Ferguson maintained appearances by operating an office in San Francisco with a handful of employees, as well as by providing financial statements to investors purporting to show growth in his ATM business, Chen said.
The investors came from all walks of life, including a single mother with a severely disabled child who is on the brink of losing of her house and doesn't even have enough money to move home to North Carolina. Most learned about the "opportunity" via a neighbor, friend or relative. Many took money out of their 401(k)s or took a second loan out on their house.
Palos heard about Ferguson from her brother-in-law.
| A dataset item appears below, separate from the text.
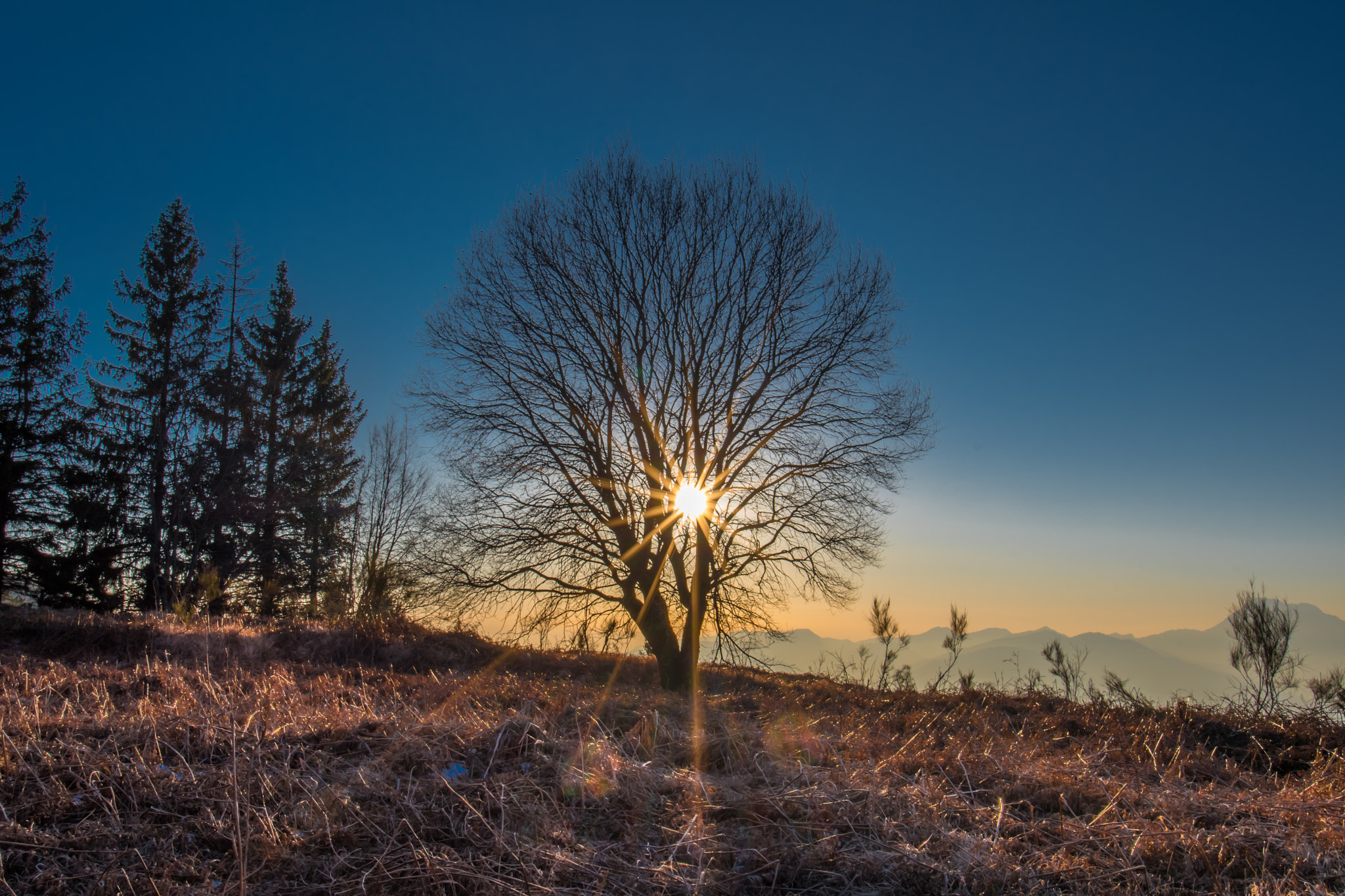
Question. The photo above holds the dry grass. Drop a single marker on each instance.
(386, 762)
Skeptical at first, she asked him to meet her at the food court of the Hillsdale shopping center off Highway 101 in San Mateo, where one of the ATMs she ultimately "bought" was located.
"Every question I asked, he answered," Palos said, "even, 'What if a bomb went off and the mall was destroyed, along with the ATM machine?' He said, 'There is insurance for that.' "
Palos eventually sunk her inheritance and proceeds from a divorce settlement into what she thought were 14 ATMs scattered around the country, as well as at least one other business Ferguson ran. For awhile, she was getting checks for $5,300 a month, about half of which went toward her rent.
When the checks stopped coming, she called the malls where her ATMs were supposedly located. No one had ever heard of her or Ferguson at any of the shopping centers, from San Mateo to Douglasville, Ga., to Forsythe, Ill.
That's when Palos called the FBI. Now, the investors have organized in hopes of getting back at least some of their money. Ferguson, whose schemes authorities say may have cost victims more than $10 million, declared bankruptcy in January.
Chen is looking for any hidden assets and hoping Ferguson agrees to pay some restitution as part of a plea deal. He currently faces up to 18 years and four months in prison.
Although Ferguson did not break into anyone's home, the prosecution alleges that he entered one victim's home with the intent to commit a felony -- grand theft -- which qualifies as burglary under California law. Burglary is considered a serious "strike" crime under the state's Three Strikes Law.
Kirk Bobo, of Boulder, Colo., invested $320,000 of his retirement savings with Ferguson. Now 55, his hopes of retiring while he is still relatively young are dashed.
"It's a huge hit," he said. "I had no idea Mike would pull a fraud like this."